Fire in the West
Cellar Music Group
Chances are that you will recognize some of the members of this quintet more so than the leader, the British Columbian bassist and composer Neil Swainson, who is releasing only his second album, 35 years after his acclaimed debut, 49th Parallel, released in 1987. Like that one, in the classic quintet format featuring trumpeter Woody Shaw and saxophonist Joe Henderson, Fire in the West this one has a front line of trumpeter Brad Turner and tenor saxophonist Kelly Jefferson and the more familiar names of his rhythm mates, pianist Renee Rosnes, and drummer Lewis Nash. This is not to say that Swainson has this hugely intermittent recording history; he has spent most of his career as a sideman, notably accompanying George Shearing as well as Woody Shaw and Roberta Gambarini. Yet, his compositional style here, with the quintet sound in mind, resembles that same aesthetic from 35 years ago.

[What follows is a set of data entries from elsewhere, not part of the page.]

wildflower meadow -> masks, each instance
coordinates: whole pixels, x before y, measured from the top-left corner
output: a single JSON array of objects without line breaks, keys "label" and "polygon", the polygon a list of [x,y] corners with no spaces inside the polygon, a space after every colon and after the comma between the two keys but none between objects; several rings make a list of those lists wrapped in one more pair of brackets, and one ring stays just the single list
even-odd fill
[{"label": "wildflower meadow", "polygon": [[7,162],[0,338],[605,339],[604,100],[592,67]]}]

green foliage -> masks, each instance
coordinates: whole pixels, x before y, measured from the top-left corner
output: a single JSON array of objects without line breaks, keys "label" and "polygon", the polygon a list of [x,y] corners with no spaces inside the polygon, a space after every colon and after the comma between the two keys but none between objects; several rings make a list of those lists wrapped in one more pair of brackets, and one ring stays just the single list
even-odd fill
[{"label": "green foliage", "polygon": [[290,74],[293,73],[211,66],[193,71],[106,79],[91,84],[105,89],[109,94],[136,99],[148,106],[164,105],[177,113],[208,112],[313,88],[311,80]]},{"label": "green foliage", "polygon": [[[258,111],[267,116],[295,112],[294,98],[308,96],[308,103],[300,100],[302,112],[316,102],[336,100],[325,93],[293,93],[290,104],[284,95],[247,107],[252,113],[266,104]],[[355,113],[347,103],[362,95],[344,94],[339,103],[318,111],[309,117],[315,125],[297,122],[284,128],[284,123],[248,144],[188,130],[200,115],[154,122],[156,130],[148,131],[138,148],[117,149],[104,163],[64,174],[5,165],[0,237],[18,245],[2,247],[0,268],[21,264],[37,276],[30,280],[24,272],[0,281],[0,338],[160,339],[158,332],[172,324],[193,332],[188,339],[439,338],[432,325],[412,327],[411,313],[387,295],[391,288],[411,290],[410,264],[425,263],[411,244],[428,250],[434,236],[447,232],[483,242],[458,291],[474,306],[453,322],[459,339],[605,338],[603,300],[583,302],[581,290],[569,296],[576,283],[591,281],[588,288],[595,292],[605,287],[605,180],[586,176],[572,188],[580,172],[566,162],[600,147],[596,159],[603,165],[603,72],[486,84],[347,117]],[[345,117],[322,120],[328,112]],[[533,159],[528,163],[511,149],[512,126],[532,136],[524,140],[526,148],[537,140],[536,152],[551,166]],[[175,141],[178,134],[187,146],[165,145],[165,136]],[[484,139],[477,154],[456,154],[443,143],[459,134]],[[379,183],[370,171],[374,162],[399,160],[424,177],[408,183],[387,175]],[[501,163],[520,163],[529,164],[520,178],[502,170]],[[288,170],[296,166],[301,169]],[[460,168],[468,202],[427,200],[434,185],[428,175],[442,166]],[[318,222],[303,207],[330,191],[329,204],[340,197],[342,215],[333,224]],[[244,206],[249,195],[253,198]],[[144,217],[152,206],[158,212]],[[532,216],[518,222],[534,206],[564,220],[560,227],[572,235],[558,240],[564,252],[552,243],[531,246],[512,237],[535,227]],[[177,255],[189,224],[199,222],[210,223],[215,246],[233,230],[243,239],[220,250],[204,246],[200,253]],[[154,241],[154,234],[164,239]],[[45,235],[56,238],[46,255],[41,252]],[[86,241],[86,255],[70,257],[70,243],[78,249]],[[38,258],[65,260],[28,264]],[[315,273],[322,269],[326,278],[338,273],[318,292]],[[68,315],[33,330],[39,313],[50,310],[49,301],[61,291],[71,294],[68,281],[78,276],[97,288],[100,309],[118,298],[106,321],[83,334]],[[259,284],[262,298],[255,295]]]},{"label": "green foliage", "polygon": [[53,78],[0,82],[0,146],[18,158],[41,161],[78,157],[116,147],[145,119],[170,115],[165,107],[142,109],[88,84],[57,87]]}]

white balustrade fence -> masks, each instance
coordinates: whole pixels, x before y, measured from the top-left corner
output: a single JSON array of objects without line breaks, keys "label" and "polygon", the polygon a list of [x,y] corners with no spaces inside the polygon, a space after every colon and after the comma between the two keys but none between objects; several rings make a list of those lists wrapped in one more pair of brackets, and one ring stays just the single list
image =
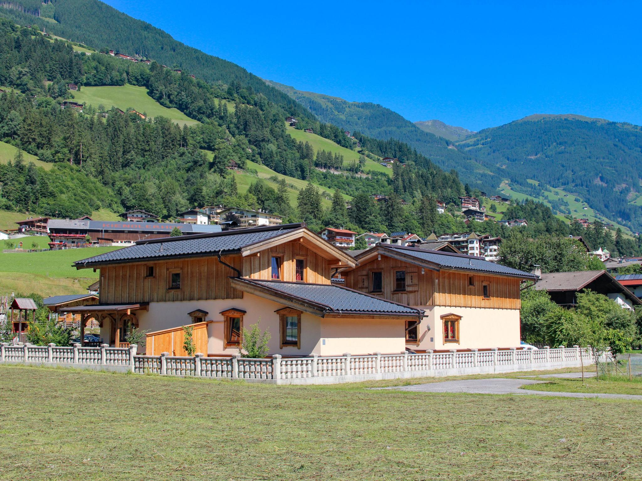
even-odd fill
[{"label": "white balustrade fence", "polygon": [[244,379],[276,384],[324,384],[374,379],[454,376],[579,367],[593,362],[588,350],[573,348],[539,350],[494,348],[478,351],[381,354],[353,356],[318,356],[250,359],[235,354],[231,358],[195,356],[139,355],[137,346],[128,348],[32,346],[19,344],[0,346],[0,363],[25,363],[44,366],[130,371],[139,374],[198,376],[217,379]]}]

There are a couple of catalysts for this release. First, Cellar Music group’s leader Cory Weeds was in the process of reissuing 49th Parallel, originally issued on Concord and Swainson felt it was time to do something in a similar vein. Secondly, at a Bamfield, British Columbia ‘Music by the Sea’ concert performance he was impressed with the tenor-trumpet coupling of Kelly Jefferson and Brad Turner, which he described as having a “magical quality with phrasing and sound unlike any trumpet/tenor combination he’d heard before.” As stated, Swainson has long been a fan of the sound dating to the ‘50s bands of Miles Davis, Art Blakey, and Horace Silver (as evidenced by his own tune here dedicated to the pianist, “Silver Mine”). Swainson had played with all of these quintet members previously but never together. Weeds arranged a live performance at North Vancouver’s beautiful Kay Meek Arts Center. Swainson sent the challenging charts ahead and as he says, “…there was no stress. We just sailed through the gig and the recording.” To clarify, this is not a live recording; the studio sessions followed the live date.

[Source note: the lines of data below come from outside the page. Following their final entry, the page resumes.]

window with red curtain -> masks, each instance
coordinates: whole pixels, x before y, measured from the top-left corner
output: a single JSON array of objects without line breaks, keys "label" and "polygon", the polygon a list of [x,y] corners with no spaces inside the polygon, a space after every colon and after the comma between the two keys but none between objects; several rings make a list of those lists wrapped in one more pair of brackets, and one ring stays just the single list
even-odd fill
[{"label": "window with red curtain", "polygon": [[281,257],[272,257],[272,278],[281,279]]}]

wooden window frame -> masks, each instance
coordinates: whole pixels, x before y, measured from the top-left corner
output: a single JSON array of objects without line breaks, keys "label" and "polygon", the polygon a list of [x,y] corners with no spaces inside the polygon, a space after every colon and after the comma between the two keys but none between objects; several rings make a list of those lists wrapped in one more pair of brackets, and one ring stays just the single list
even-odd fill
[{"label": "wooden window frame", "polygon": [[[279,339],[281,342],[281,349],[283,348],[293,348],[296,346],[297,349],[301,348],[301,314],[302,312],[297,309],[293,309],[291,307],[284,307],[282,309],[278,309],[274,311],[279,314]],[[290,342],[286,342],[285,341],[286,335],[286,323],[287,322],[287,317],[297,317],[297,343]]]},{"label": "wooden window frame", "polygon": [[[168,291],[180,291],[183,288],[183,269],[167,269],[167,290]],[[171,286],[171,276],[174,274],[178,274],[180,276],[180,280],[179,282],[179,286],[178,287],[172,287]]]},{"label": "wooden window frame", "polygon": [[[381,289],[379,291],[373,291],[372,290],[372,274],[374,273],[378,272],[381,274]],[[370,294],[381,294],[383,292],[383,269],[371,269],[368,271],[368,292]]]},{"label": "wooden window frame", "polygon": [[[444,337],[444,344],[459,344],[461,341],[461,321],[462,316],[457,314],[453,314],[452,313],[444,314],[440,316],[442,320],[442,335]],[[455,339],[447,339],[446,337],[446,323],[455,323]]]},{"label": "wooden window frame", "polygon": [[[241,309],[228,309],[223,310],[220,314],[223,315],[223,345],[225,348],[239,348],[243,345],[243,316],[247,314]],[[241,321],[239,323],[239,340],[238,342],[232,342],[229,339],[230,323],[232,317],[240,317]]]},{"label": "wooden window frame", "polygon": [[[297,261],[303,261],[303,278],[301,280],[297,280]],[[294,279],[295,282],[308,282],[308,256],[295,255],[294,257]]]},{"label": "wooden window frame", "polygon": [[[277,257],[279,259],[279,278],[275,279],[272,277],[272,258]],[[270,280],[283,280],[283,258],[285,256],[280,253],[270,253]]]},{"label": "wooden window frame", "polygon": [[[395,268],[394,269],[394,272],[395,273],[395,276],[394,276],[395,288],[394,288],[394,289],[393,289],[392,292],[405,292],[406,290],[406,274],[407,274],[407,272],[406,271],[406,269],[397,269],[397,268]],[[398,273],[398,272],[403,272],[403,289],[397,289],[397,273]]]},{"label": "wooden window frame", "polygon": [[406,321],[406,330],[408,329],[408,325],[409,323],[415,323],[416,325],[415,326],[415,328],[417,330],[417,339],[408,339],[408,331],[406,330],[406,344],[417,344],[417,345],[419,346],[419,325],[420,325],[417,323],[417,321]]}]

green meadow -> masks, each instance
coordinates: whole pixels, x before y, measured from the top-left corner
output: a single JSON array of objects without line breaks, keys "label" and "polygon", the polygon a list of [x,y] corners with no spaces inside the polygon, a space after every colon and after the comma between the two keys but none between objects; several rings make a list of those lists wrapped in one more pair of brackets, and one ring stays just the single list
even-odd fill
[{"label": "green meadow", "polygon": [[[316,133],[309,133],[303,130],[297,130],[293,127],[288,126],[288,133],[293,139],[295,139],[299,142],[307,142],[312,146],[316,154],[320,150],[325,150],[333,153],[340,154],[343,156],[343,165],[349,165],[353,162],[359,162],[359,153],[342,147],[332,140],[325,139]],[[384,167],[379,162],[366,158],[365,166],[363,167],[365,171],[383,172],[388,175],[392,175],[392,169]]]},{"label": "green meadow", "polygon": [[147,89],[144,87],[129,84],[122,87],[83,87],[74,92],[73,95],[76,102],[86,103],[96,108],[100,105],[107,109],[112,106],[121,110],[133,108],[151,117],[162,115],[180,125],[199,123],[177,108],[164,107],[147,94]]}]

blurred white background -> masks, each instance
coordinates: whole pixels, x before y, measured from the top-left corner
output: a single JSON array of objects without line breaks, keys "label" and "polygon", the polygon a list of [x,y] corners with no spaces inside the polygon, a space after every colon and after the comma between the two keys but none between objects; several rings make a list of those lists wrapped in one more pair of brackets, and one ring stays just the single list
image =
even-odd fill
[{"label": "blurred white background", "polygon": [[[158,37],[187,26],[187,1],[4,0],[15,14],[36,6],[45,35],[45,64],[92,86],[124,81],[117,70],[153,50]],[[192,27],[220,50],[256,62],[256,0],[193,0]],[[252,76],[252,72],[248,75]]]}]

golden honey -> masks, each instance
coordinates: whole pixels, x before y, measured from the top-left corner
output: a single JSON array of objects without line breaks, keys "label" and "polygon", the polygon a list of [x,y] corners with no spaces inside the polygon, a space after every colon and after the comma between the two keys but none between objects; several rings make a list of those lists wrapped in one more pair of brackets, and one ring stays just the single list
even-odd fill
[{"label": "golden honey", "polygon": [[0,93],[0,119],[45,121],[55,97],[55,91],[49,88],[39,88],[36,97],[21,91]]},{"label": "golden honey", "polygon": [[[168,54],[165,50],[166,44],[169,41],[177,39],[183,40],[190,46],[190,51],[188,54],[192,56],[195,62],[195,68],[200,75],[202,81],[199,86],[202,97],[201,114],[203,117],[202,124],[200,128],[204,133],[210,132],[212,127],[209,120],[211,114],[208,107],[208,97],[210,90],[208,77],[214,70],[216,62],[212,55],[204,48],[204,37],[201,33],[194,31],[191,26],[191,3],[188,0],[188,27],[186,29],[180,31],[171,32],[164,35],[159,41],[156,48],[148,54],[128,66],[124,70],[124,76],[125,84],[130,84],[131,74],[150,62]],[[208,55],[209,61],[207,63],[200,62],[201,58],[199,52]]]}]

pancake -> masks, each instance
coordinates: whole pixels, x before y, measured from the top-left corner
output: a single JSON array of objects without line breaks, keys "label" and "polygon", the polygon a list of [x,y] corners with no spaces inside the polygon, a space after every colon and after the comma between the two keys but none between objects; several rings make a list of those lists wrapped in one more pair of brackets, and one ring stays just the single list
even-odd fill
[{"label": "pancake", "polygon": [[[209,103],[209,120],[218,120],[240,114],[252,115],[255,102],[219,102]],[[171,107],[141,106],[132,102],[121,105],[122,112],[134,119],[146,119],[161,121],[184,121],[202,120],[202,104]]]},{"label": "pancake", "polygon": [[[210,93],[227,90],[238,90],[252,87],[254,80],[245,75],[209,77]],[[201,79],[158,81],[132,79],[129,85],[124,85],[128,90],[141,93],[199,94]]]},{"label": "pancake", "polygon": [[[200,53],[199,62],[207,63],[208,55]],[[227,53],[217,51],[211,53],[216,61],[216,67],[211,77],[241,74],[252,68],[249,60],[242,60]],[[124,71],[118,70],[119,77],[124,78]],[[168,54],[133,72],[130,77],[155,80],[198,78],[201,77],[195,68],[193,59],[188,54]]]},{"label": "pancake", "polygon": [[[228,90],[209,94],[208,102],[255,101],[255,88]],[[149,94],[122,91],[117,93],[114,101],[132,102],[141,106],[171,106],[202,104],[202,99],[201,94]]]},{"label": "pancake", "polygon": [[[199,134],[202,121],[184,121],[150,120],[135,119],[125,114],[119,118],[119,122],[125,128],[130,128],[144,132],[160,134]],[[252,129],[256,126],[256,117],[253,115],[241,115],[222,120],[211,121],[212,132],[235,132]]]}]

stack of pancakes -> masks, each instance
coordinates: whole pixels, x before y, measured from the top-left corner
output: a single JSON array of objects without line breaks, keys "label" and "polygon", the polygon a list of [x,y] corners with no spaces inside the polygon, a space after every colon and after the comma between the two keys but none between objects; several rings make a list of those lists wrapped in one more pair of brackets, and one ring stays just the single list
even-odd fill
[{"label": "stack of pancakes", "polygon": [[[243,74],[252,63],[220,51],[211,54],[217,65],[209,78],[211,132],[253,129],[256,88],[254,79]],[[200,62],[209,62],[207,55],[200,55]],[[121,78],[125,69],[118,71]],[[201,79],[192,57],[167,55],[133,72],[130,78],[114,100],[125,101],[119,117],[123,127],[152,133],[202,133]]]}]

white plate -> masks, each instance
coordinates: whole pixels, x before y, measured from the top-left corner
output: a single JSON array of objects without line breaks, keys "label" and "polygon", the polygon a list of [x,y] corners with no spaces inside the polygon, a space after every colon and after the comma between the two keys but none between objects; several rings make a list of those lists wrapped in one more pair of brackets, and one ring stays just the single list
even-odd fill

As you might guess, it was the wildfires in the summer of 201, especially those in Okanagan Valley, fires viewed by the leader who was airborne at 2000 feet, that inspired the title track. Consequently, it moves briskly with solos from the horns, Rosnes, and a brief bass-drum sequence to take it out. The delicate balladry of “Fool’s Gold” rather quickly presents Swainson’s robust plucking along with melodic lines from Jefferson, Turner, and Rosnes while Swainson’s pizzicato bass intro sets the swinging pace for “Cascades” which has the quintet locked in full throttle. The pace retreats for “Stand Back,” another uplifting ballad that characterizes Swainson’s compositional style.

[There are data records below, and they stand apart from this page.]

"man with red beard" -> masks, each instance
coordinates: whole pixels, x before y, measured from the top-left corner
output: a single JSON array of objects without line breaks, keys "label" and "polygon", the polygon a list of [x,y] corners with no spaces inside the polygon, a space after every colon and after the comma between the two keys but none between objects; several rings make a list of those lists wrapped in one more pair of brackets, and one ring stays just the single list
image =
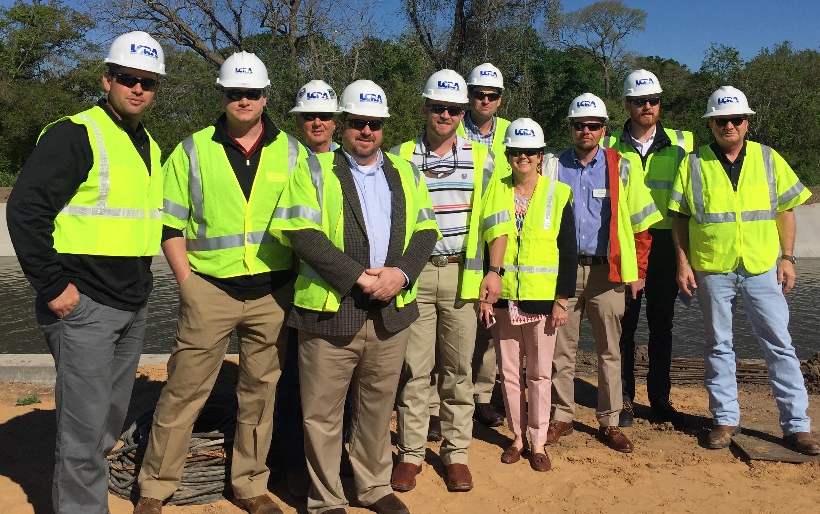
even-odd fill
[{"label": "man with red beard", "polygon": [[[672,321],[675,316],[677,283],[669,263],[675,258],[672,242],[672,220],[667,206],[672,183],[683,157],[692,151],[692,133],[665,129],[658,121],[661,110],[660,82],[653,73],[636,70],[623,83],[624,107],[630,119],[617,130],[604,136],[602,144],[641,164],[644,182],[663,219],[649,229],[652,252],[646,269],[646,323],[649,328],[649,372],[646,389],[652,413],[662,421],[672,421],[677,413],[669,403],[669,368],[672,366]],[[633,170],[637,172],[638,170]],[[632,425],[635,399],[635,330],[640,316],[638,291],[634,300],[626,295],[626,310],[621,319],[621,381],[623,409],[618,426]]]},{"label": "man with red beard", "polygon": [[[456,134],[464,117],[467,83],[453,70],[430,75],[421,96],[426,130],[390,150],[412,161],[424,175],[444,236],[418,278],[419,317],[410,341],[396,400],[399,465],[390,484],[397,491],[416,486],[427,443],[430,373],[438,357],[440,456],[447,486],[472,489],[467,448],[472,439],[472,360],[476,346],[476,300],[493,303],[501,293],[507,234],[515,228],[499,187],[494,156],[486,145]],[[490,271],[484,275],[484,242]]]}]

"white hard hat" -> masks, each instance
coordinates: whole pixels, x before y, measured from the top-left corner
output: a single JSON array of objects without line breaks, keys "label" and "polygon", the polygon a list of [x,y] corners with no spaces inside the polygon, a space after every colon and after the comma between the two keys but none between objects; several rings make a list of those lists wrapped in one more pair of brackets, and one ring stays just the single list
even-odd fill
[{"label": "white hard hat", "polygon": [[488,86],[490,88],[504,89],[504,75],[489,62],[480,64],[472,69],[467,80],[467,85]]},{"label": "white hard hat", "polygon": [[543,148],[544,130],[530,118],[518,118],[510,123],[504,132],[504,146],[511,148]]},{"label": "white hard hat", "polygon": [[357,80],[339,97],[339,111],[365,116],[389,118],[387,95],[372,80]]},{"label": "white hard hat", "polygon": [[567,118],[569,120],[586,116],[609,119],[609,116],[607,116],[607,106],[604,103],[604,100],[591,93],[585,93],[580,97],[576,97],[572,100],[572,103],[569,104],[569,114],[567,115]]},{"label": "white hard hat", "polygon": [[267,68],[262,59],[243,51],[225,60],[219,68],[216,84],[223,88],[262,89],[271,85],[271,80],[267,78]]},{"label": "white hard hat", "polygon": [[730,114],[755,114],[749,108],[749,100],[737,88],[722,86],[712,93],[706,102],[706,114],[701,118],[711,118]]},{"label": "white hard hat", "polygon": [[296,93],[296,107],[290,112],[339,113],[336,92],[324,80],[311,80]]},{"label": "white hard hat", "polygon": [[636,70],[626,75],[623,81],[623,96],[640,97],[645,94],[657,94],[663,91],[661,82],[655,74],[646,70]]},{"label": "white hard hat", "polygon": [[453,70],[440,70],[427,79],[421,96],[440,102],[467,103],[467,83]]},{"label": "white hard hat", "polygon": [[117,36],[102,62],[165,75],[165,52],[148,32],[134,30]]}]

“Fell Among Thieves,” another pensive piece, featuring Jefferson and Rosnes, references a biblical parable that Swainson relates to “wonderful” people he has known who fell into difficult company and circumstance. Listen to how Swainson precisely fills the spaces with his robust bass notes. Rosnes is especially elegant in her solo here, in all a remarkably gorgeous piece. The expansive “Kyushu” reflects Swainson’s time spent on this Japanese Island, as the music evokes cool breezes, breathtaking scenery, and energetic activity. “Late Afternoon” moves at mid-tempo, as if to suggest that it’s time to relax, with Turner the first to eloquently state the melody, followed by the leader, who passes it back to the trumpeter with Jefferson then delivering his trademark low register solo, and Rosnes’ glistening keys – sublime stuff indeed. “Near North” follows, another strong one for Rosnes with Turner then dancing on top of her comping before passing the baton to Swainson who comfortably struts forth before Turner rejoins. “Gone Away” keeps the introspective, moreover a melancholy mood, intact with a restrained trio rendering before the horns harmonize around the three-minute mark. This sets up the most swinging tune of all, the soul-jazz strains of the aforementioned “Silver Mine” with Jefferson and Turner blowing with abandon, bringing the set to a somewhat symmetrical close with bookend burners capping mostly a mix of ballads and mid-tempo tunes in between.
Let’s hope we hear again from Swainson sooner than later. His compositions are precious.